Territoires enfouis & Interlude flottant
C’est au coté de Old Oregon, la nostalgie prend les contours d’une maison. On y retrouve des souvenirs trempés de pluie, des visages familiers voilés de buée. Les cordes dégagent une lumière tiède, la voix dessine un paysage affectif. On sent que c’est une chanson pour ne pas oublier d’où l’on vient, et pour affirmer, dans le creux d’un repli, que l’amour familial est un point cardinal.
Beneath the Lilypad, unique instrumental de l’album, agit comme une respiration et une élévation. On y flotte dans un rêve suspendu, une montée d’écume sonore où l’absence de mots laisse place à l’intime. C’est un seuil, une porte ouverte vers le dénouement.
Refus fertile & Partir en paix
The Harvest is Thoughtless retrouve des motifs plus terrestres, mais avec une clarté nouvelle. Le détachement s’y fait mélodique, les harmonies caressent sans tricher.
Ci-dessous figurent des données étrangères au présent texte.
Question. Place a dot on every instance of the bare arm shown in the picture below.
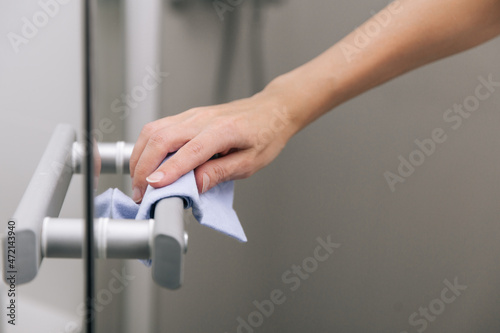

Ce n’est pas un abandon, mais une acceptation : celle de ne plus vouloir d’un monde qui dévore. La nature y est présente, mais comme miroir d’une conscience éveillée.
You Make It Easier ferme l’album avec une élégance rare. La guérison n’y est pas spectaculaire, elle est constat. C’est le vent qui tourne, la nuit qui s’adoucit. Nous n’oublions pas le chemin, on l’honore. Cette émouvante conclusion est un au revoir sans drame, un adieu doux comme un remerciement.
Sous la surface, l’éveil
Beneath The Lilypad n’est pas un album qui se livre d’emblée. Il s’infuse, il s’infiltre. Ce troisième disque confirme qu’Alexandra Savior continue de tracer une trajectoire singulière dans le paysage musical, celle d’une artiste qui ne cède jamais à la précipitation, qui creuse plus profond que les évidences. Chaque instrument semble appelé à faire sens, chaque silence à être entendu. Une offrande précieuse, patiente, et d’une poignante sincérité.